Already on GitHub? Sign in to your account

coroutine/arm64/Context.S: Support PAC/BTI #9306

Merged
merged 4 commits into from Dec 22, 2023

Conversation

kateinoigakukun
Copy link
Member

@kateinoigakukun kateinoigakukun marked this pull request as ready for review December 20, 2023 17:42
@ioquatix
Copy link
Member

My understanding is that this is insufficient.

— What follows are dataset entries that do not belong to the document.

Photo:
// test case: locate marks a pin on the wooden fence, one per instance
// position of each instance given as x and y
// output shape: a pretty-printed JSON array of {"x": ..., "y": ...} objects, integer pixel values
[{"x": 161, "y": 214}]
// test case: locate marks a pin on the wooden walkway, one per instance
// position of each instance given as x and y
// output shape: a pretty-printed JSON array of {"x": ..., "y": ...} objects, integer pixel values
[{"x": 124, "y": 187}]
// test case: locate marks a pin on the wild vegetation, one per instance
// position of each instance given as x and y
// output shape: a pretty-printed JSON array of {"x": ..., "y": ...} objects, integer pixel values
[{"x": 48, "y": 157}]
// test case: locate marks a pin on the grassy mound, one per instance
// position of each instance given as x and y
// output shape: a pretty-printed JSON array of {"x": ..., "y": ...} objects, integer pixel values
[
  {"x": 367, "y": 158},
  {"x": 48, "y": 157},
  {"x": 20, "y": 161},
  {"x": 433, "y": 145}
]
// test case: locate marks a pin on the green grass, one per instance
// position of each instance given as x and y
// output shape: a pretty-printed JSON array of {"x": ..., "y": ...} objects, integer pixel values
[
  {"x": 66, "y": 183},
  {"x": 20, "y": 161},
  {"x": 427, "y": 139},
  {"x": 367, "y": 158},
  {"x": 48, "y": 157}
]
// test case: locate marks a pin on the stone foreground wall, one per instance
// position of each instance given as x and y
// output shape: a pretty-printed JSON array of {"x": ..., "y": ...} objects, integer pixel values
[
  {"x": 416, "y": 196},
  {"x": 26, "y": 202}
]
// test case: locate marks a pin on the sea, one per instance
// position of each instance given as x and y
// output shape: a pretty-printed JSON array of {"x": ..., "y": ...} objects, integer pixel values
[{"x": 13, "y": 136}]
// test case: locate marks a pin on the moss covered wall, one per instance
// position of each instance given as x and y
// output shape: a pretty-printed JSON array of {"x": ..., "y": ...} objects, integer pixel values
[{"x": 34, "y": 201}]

What you are asking for, is for a shadow stack for call/return/jump instructions, but I don't think this metadata solves that problem. IIUC, this metadata change indicates that the code implements BTI/PAC without actually implementing it in the coroutine. Feel free to correct me if I'm wrong.

@kateinoigakukun
Copy link
Member Author

Ah, good point. I thought that this is a leaf function and we don't need to care about the protection stuff. But on second thought, the function reads the return address from the shadow stack, so we still need to sign the pointer. Also apparently we also need BTI landing pad. Will push some followup fixes.

@kateinoigakukun
Copy link
Member Author

kateinoigakukun commented Dec 21, 2023

@ioquatix Just curious: why x30 (LR) is saved twice in (str x30, [sp, 0xa0] and stp x29, x30, [sp, 0x90])? IIUC we can skip the second store/load and use ret instead of ret x4.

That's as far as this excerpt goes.